Celebrating Christian holidays in Canadian Public Schools
We are Canadiasn. But we have one more identity that is respected and celebrated across Canada. And that is we are also a diverse nation. Canadians are white, black, brown and pale. Also, Canadians are Christian, Jews, Muslims, Natives, Hindus, atheists and people of other faiths. As far as we celebrate all the other Canadian holidays with each other and commemorate holidaying, non-Christians are also concerned to the level of mortification that their children are learning more about Halloween than Hanuka, more about Christmas that Eid and Diwali. This is because each and every christian event is celebrated in our public schools and that tend to take away the religious faith and beliefs of our children. Should the public schools be allowed to do that to our children?
Canadian School System
In Canada, we have two type of schools systems supported by the government. One is Catholic and the other is Public. There are other private schools too but in a very small number. Most of the Canadian children are enrolled in Public schools and only Christian Catholic children are allowed to attend the Catholic schools.
So my question is, if Canadian school system does give the leverage to Christians by way of Catholic schooling system, they why is there a need felt to get children, who attend public schools, accustomed to christian holidays going to public schools? Is there a specific reason or agenda? I hope not because then it would give rise to a controversy. But we should question what's going on and why is this going on?
What does the policy say?
The Board of Trustees’ Executive Limitations Policy EL-6: Instructional Programming says:
- The Chief Superintendent shall not fail to ensure that the district’s instructional program achieves the Board’s Ends policies for individual student learning.
Accordingly, the Chief Superintendent shall not fail to:
- Assure that no program emphasizes a particular religion, notwithstanding the School Act definition of alternative programs.
- The Calgary Board of Education accepts children of all faiths and creeds, and it must show understanding and respect for differences arising from differences in faith, while encouraging inquiry and discussion in the continuing search for truth, which is the hallmark of a growing, rational being.
The Calgary Board of Education endorses teaching students about religion not the teaching of religion (Source: http://cbe.ab.ca/policies/policies/ar3067.pdf)
Should Christian holidays be celebrated at Public schools in Canada?
How public schools are not following policy?

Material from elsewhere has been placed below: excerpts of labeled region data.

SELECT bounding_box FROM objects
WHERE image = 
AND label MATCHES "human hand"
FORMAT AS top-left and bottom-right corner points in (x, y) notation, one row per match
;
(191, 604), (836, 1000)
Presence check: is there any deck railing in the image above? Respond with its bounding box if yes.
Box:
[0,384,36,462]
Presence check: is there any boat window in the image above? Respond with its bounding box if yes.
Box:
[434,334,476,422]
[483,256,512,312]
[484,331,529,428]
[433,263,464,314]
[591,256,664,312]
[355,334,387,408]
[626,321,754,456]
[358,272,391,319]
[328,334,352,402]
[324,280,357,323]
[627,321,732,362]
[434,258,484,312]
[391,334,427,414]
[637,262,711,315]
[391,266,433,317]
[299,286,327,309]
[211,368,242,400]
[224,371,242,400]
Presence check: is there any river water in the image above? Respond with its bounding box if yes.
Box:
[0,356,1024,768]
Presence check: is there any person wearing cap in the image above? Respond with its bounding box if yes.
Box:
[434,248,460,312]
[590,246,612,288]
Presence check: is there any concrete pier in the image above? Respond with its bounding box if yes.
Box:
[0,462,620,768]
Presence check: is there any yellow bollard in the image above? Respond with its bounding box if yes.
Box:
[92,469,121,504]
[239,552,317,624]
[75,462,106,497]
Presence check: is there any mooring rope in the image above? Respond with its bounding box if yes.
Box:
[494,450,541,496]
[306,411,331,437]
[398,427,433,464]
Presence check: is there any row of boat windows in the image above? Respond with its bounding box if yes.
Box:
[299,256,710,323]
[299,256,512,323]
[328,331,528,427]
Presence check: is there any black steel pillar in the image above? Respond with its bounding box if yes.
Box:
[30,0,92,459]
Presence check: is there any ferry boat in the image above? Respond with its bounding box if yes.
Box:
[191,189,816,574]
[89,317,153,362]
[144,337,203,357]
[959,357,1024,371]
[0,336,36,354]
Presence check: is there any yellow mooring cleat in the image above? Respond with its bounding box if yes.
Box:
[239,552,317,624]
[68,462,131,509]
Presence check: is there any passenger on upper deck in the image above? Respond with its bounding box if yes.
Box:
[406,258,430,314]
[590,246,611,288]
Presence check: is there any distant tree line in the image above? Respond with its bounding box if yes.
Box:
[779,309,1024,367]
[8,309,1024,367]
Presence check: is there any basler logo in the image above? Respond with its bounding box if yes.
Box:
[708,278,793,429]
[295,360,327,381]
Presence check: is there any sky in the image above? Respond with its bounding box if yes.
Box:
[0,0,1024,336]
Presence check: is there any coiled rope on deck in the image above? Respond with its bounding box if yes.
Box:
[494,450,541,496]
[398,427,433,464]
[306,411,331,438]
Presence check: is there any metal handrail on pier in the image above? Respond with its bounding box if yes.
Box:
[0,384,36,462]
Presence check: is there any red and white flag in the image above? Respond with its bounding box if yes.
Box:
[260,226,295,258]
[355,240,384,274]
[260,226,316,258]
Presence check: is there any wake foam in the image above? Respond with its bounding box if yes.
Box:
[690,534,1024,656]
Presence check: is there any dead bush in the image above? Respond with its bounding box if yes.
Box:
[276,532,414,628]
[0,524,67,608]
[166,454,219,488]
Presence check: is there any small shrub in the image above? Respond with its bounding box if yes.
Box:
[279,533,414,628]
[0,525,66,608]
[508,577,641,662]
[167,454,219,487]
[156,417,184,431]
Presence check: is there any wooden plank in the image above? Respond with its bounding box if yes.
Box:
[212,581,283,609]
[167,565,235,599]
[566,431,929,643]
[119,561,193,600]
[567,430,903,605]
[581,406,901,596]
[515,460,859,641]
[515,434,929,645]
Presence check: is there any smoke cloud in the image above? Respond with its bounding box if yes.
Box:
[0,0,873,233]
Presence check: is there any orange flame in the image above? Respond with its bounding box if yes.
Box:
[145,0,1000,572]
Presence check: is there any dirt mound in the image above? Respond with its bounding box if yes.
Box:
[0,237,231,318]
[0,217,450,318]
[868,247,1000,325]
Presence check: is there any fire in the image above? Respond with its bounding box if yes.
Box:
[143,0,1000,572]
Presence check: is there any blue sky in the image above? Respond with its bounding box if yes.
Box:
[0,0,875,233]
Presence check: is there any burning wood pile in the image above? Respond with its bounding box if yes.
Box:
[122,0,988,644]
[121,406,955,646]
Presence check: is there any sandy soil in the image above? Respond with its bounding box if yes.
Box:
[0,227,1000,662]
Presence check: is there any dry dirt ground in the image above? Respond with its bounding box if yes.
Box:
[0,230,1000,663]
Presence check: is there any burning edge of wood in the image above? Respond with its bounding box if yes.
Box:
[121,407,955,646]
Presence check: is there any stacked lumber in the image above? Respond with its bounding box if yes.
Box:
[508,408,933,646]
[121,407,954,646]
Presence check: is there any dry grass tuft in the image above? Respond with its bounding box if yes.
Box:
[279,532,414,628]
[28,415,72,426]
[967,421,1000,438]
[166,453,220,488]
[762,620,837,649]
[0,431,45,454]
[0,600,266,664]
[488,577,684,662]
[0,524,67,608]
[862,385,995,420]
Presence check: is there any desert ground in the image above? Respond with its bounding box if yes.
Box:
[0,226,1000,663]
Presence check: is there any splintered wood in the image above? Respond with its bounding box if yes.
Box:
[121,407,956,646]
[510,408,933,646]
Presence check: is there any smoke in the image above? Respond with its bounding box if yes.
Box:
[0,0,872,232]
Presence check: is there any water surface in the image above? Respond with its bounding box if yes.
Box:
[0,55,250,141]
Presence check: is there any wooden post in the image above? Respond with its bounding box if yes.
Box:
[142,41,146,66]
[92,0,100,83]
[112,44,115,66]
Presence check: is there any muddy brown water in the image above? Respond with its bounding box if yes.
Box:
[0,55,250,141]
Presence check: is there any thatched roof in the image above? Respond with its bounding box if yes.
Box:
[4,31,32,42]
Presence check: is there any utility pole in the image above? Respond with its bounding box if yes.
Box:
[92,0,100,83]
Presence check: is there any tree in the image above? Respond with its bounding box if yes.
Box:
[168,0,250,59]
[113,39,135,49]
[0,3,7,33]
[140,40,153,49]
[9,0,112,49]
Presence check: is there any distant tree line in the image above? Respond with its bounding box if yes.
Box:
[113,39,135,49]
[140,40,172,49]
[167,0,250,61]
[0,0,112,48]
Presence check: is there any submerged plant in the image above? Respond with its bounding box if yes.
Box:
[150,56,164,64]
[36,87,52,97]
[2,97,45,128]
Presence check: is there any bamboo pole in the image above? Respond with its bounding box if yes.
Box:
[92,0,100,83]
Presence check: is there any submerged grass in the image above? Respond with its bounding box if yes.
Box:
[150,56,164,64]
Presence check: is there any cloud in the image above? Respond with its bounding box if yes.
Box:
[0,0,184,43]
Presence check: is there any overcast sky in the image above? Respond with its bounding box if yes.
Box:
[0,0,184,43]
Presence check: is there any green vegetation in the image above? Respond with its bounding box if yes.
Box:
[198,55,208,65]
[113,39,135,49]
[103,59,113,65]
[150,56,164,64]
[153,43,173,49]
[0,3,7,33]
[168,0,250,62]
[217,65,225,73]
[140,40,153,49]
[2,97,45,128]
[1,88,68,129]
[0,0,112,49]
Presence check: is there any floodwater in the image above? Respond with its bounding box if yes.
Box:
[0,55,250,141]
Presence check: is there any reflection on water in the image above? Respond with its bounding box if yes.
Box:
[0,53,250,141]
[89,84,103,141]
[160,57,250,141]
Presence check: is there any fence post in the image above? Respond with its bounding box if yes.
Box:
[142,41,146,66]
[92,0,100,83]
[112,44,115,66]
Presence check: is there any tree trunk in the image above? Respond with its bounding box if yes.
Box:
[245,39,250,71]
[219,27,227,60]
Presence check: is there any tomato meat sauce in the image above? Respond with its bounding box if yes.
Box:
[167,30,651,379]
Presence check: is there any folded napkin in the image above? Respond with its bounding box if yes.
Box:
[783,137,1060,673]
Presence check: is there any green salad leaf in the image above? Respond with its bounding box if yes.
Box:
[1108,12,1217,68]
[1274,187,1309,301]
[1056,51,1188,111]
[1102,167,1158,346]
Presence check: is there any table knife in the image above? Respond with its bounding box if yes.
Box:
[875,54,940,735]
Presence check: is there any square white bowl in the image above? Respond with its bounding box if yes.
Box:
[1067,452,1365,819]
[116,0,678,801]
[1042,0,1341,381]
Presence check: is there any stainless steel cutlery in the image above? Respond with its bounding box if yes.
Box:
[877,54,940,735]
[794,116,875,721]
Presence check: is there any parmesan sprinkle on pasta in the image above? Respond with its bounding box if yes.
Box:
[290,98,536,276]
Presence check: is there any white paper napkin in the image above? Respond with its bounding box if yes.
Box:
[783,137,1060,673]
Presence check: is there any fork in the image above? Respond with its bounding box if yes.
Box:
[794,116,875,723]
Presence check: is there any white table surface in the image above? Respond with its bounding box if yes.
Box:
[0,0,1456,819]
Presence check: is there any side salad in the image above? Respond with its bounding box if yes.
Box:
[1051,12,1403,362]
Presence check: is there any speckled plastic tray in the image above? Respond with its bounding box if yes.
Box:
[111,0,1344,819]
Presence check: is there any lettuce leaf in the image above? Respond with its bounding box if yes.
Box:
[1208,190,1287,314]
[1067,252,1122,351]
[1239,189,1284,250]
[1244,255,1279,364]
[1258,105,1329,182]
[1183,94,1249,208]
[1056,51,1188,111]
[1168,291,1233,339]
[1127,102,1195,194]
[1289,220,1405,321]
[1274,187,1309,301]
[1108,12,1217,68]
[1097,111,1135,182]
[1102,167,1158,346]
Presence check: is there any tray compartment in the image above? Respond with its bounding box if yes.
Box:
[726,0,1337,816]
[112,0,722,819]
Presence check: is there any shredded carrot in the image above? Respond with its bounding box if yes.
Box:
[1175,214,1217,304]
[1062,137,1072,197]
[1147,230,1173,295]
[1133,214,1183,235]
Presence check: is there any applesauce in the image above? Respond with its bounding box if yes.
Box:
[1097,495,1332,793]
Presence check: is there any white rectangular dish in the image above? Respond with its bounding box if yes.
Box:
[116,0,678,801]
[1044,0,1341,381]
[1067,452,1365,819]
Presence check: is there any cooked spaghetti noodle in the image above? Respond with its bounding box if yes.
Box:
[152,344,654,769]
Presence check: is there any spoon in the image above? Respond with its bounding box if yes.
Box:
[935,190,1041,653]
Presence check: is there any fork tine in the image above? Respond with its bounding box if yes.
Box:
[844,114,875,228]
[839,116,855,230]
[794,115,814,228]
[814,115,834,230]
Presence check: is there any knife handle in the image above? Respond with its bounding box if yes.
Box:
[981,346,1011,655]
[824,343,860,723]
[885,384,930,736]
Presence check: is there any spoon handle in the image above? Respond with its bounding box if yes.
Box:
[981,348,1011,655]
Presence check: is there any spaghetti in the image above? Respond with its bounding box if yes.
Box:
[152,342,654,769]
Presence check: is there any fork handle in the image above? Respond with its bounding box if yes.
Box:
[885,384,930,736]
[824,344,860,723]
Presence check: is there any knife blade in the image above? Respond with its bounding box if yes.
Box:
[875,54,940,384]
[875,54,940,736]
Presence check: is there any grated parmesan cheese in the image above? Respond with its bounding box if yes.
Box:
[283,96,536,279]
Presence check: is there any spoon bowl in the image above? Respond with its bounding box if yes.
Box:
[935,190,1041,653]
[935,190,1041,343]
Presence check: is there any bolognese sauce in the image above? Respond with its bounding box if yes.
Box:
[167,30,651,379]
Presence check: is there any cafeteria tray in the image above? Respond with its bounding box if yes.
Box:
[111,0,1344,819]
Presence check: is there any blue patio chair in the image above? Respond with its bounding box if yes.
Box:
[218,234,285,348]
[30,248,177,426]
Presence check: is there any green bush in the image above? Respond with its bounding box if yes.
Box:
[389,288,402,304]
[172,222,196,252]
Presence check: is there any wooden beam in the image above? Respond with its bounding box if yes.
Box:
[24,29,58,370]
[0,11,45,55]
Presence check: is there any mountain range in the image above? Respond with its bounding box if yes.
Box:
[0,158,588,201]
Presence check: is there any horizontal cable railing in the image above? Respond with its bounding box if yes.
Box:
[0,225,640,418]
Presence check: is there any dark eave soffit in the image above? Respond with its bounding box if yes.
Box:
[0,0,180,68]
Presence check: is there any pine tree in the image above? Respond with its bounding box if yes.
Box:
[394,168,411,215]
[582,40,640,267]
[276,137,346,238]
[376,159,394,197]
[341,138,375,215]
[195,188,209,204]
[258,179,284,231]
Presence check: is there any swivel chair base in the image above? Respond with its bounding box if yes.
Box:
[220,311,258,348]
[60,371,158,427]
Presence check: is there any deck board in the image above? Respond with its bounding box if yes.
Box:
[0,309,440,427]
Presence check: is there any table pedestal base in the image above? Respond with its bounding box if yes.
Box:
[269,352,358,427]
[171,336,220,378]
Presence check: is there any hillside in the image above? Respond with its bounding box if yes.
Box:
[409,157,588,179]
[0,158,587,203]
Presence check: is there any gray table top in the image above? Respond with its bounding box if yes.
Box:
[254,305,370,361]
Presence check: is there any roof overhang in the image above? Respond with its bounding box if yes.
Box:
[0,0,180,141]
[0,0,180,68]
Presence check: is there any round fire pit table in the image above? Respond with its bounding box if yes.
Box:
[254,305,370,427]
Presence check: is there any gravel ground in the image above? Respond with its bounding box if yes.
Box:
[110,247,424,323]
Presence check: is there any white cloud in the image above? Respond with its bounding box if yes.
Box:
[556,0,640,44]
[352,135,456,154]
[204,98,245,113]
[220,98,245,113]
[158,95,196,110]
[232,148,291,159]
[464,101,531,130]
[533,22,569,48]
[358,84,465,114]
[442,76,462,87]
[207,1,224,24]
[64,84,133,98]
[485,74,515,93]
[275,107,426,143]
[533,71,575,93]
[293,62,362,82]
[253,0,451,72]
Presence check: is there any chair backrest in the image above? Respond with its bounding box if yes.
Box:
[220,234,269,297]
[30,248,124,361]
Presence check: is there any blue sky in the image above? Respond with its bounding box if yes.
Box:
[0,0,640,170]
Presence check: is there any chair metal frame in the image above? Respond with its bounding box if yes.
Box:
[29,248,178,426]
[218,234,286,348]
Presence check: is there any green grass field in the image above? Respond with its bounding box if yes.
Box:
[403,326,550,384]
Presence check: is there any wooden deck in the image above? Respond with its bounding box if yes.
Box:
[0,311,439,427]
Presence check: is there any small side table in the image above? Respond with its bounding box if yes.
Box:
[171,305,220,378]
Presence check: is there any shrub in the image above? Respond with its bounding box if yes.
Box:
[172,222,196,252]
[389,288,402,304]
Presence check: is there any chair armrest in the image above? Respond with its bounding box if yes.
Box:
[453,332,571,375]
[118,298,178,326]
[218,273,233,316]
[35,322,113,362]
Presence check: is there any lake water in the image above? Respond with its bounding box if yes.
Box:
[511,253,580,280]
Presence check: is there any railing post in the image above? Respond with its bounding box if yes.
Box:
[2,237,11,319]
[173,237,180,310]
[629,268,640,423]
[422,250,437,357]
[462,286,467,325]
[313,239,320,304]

By not talking about other religious holidays and celebration, the Public Schools are violating the essence of diversity and their ``on-paper`` policy. I have an eight year old. She knows about all the holidays and she is burdened and pressured in her school to follow the footsteps of her peers as the whole school is celebrating the occasion. Not only this, but we are also burdened by the cost of celebrating the events and occasions. I don't have a problem with Remembrance Day, or Canada Day or Family Day. But, I do have a problem with Christmas choir (my daughter was made to take part in it last year) and Halloween costumes and Easter Eggs.Not that I am against them, certainly no. But I am against the idea that every child enrolled in school has to take part in it. I once objected but was silenced in the name of diversity. If this is diversity, then why don't celebrate Diwali (Hindu occasion) or Eid (Muslim occasion) or Chinese New Year.
My child does not know about her faith related events, but she knows about Good Friday and why it is celebrated. Are we following the policy here or to begin with diversity?
Is there a solution?
I sent my kid back home last year. My main motivation was for her to attend some of her festivities of her faith and understand their importance. When she came back and started going to school, she talked about her trip and festivities she attended to her classmates. She was then tagged as weird and different. In words of one of her classmates, ``You have a different God``.
Seriously, this is how she was perceived. And this making a laugh out of diversity.
So, my answer is a big No. There is no solution, until and unless Public schools themselves tries to adhere to their policy. I understand that most of the teaching staff at Public schools are of Christian faith. But that should not be the cause of this trend, not now and not ever.